Today in declassified dog news: A name, and... a White House visit?
Thank you Daily Wire. Very cute recreation, but the “live” version of Conan will be leaving the Middle East for the White House sometime next week! https://t.co/Z1UfhxsSpT
— Donald J. Trump (@realDonaldTrump) October 31, 2019
THE FIGHT IS FINISHED: "Yes, they did it again. The unbelievable, late-game-dancing, break-their-foes’-hearts Nationals did it again," our colleague Thomas Boswell writes from Houston of the Nats 6-2 Game 7 win over the once heavily-favored Houston Astros. "What is the word above 'miracle' in sports? Maybe, with the years, an amazing streak, weeks and weeks of defying odds and believing in one another will just come to be known as “doing a Nationals.”
The reaction:
Max Scherzer is in tears. He’s crying. Nobody puts more into this than he does. And nobody deserves this more.

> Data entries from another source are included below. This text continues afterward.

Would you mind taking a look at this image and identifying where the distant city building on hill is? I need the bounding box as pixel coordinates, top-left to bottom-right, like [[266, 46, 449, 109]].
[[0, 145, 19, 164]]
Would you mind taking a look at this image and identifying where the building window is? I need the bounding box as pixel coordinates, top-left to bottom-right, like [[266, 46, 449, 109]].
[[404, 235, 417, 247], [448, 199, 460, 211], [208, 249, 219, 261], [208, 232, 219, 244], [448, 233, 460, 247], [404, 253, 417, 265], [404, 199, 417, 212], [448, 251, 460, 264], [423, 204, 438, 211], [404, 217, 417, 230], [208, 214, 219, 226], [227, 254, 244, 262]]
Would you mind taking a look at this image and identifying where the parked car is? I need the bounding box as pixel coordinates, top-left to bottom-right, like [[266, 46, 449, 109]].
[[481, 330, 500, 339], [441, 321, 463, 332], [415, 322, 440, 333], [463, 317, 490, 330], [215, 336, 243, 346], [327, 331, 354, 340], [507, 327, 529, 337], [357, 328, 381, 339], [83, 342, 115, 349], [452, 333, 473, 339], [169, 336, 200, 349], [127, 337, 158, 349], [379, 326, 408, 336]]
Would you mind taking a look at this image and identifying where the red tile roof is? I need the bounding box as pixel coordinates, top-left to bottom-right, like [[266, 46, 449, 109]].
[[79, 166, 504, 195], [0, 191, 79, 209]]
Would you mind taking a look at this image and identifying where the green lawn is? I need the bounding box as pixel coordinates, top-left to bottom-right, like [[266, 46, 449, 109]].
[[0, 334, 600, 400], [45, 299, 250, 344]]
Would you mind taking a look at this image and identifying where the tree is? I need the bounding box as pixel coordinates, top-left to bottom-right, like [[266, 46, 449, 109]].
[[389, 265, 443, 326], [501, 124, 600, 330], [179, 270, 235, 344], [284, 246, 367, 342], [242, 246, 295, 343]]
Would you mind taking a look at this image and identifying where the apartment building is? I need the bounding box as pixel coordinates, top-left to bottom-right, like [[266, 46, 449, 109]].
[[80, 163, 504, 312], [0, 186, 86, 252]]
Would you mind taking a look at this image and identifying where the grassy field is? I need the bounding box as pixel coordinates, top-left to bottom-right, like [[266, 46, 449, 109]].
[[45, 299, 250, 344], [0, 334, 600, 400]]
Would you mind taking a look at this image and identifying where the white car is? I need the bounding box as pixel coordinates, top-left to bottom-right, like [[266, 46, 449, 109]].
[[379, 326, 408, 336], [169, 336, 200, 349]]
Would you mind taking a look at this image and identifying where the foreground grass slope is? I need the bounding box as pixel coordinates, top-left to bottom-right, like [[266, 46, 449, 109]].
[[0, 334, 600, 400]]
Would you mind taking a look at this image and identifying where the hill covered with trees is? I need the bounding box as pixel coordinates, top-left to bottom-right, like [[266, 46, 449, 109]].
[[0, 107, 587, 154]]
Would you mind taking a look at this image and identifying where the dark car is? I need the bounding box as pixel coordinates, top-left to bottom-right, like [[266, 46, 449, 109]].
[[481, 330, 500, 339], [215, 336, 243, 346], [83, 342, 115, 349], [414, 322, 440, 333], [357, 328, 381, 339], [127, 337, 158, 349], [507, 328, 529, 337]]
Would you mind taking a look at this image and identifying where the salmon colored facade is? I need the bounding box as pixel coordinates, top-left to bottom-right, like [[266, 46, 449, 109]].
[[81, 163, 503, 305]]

— Chelsea Janes (@chelsea_janes) October 31, 2019
The view from baseball's capital: "When the fight was finished and the Nationals had wrapped up their first World Series title some 1,400 miles away in Houston, the District screamed. And cried. And bellowed into a rainy night," our colleague Rick Maese writes of the scene in Nats Park and around the District.
ALEXA PLAY “WE ARE THE CHAMPIONS” FT. MAD MAX AND CHILDISH BAMBINO#STAYINTHEFIGHT pic.twitter.com/aLaP4vU0sU
— Washington Nationals (@Nationals) October 31, 2019
A FALL CLASSIC TO REMEMBER: The Nats and Stephen Strasburg didn't just make history, they defied it at every turn.
And a season for the ages: "And so ended the longest season in Washington baseball history — one that began on a chilly Thursday in late March, cratered in late May, caught fire in the summer months, tested hearts in September and careened through October like a wobble-wheeled wagon set free at the top of a steep hill. This Nationals season was a wild, screaming, impossibly long ride, one that carried them all the way to the doorstep of November," our colleague Dave Sheinin writes.